WSJ: TikTok used a loophole to track MAC addresses on Android

The future of TikTok is still up in the air as it’s treated as an acquisition target and security risk all at once, and now the Wall Street Journal is reporting a detail on the kind of information it had been tracking about users. Their analysis of its Android app dug into several versions from 2018 through 2020, and said it “wasn’t collecting an unusual amount of information for a mobile app.”
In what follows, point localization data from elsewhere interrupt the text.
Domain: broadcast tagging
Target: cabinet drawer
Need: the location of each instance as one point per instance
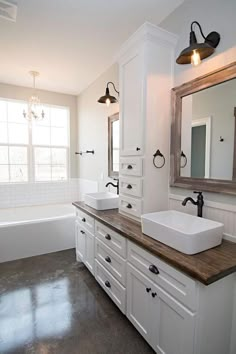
(130, 205)
(111, 238)
(111, 261)
(85, 220)
(131, 186)
(112, 287)
(131, 166)
(178, 285)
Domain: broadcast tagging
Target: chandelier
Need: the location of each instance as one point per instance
(35, 111)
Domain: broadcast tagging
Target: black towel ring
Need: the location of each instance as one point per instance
(159, 154)
(185, 159)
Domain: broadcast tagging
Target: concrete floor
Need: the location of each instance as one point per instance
(51, 304)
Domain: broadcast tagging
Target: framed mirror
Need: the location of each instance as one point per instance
(203, 133)
(113, 145)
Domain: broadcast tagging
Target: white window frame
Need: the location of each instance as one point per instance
(30, 148)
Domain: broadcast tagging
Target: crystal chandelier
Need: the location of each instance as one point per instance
(35, 111)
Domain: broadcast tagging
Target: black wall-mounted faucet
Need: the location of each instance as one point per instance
(199, 202)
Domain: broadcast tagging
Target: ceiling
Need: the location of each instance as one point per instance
(71, 42)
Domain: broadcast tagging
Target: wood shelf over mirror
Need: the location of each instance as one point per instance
(220, 176)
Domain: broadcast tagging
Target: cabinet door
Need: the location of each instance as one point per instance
(131, 103)
(172, 325)
(139, 303)
(80, 242)
(89, 253)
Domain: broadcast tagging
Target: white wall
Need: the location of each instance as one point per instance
(93, 129)
(53, 98)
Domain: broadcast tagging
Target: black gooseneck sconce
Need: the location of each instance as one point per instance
(107, 98)
(198, 51)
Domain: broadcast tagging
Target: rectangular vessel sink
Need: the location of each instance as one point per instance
(102, 200)
(186, 233)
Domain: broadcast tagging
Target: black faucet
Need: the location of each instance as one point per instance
(114, 185)
(199, 202)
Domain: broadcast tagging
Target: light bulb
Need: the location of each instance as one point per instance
(195, 58)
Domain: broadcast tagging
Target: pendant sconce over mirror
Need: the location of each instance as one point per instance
(196, 52)
(107, 98)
However the outlier is that until late last year, TikTok used a known security flaw to get around Android protections that stop apps from tracking users via the MAC address of their device. That code identifies a device on a network and is usually not changed, so someone could track installations across different accounts that occur on the same device to link a person’s ID to a particular piece of hardware.

As the WSJ explains, Google presents an anonymized advertising ID that users can easily reset, as opposed to the MAC address that doesn’t have the same opt-out capabilities. There are other techniques used for this “ID bridging” that don’t involve the MAC address, and according to their investigation, TikTok removed its tracking with an update on November 18th of last year. In a statement, the company said “the current version of TikTok does not collect MAC addresses.”

Tying user identities to hardware in a way that’s tough to change — particularly without notifying them of it — is troubling, and mobile platforms aren’t the only place where it’s popped up. Last year researchers detailed how makers of TV apps on Fire TV and Roku were bypassing advertiser IDs to collect the MAC addresses on devices, and Roku updated its software shortly after to take away that capability.